Study Conduct and Protection of Human Subjects
This study was conducted per a prespecified protocol which was approved through scientific governance. As a result of the retrospective, observational nature of the study, it was not a registered trial. The study was planned and conducted in a manner consistent with the International Society of Pharmacoepidemiology principles of the Good Research for Comparative Effectiveness guidance and the PICO Model for Clinical Questions [20, 21]. The Premier Healthcare Database consists of de-identified healthcare records.
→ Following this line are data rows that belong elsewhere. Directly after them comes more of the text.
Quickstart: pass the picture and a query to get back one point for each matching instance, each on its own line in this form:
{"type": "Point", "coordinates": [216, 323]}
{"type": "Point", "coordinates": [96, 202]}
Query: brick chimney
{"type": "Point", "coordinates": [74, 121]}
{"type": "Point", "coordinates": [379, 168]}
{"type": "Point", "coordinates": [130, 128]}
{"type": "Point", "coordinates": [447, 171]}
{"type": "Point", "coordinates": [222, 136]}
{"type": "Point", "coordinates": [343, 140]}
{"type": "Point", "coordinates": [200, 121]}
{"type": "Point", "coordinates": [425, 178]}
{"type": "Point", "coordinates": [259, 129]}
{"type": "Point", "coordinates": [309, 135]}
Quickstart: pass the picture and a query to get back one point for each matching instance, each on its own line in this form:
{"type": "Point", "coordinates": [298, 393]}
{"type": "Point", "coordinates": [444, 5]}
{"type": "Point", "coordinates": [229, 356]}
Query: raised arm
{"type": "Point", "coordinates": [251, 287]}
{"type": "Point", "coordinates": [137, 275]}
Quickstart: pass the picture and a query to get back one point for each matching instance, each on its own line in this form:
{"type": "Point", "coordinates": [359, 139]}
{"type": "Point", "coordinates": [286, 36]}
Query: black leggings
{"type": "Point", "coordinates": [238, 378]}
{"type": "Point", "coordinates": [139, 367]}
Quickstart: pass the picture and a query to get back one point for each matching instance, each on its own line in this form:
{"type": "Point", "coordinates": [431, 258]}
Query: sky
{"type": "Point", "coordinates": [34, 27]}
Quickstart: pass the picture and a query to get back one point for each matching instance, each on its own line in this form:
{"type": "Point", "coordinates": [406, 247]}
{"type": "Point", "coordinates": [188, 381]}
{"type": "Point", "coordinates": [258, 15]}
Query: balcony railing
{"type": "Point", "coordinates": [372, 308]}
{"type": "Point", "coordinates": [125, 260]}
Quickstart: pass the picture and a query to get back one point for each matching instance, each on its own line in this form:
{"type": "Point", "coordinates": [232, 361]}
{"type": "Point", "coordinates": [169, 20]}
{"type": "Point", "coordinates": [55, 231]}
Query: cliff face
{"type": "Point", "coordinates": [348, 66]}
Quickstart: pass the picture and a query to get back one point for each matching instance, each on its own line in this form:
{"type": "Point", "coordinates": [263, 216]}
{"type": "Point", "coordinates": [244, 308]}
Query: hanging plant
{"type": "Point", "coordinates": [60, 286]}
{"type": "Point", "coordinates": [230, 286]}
In the USA, retrospective analyses of the Premier Healthcare Database data are considered exempt from institutional review board (IRB) oversight as dictated by Title 45 Code of Federal Regulations, Part 46 of the USA, specifically 45 CFR 46.101(b)(4) (http://www.hhs.gov/ohrp/humansubjects/guidance/45cfr46.html). In addition, in accordance with the HIPAA Privacy Rule, disclosed data from the Premier Healthcare Database are considered de-identified per 45 CFR 164.506(d)(2)(ii)(B) through the “Expert determination” method (http://www.hhs.gov/hipaa/for-professionals/privacy/special-topics/de-identification/). Throughout this research project, the study data remained de-identified and stored on encrypted, password-protected servers to protect patient confidentiality. This article does not contain any studies with human participants or animals performed by any of the authors.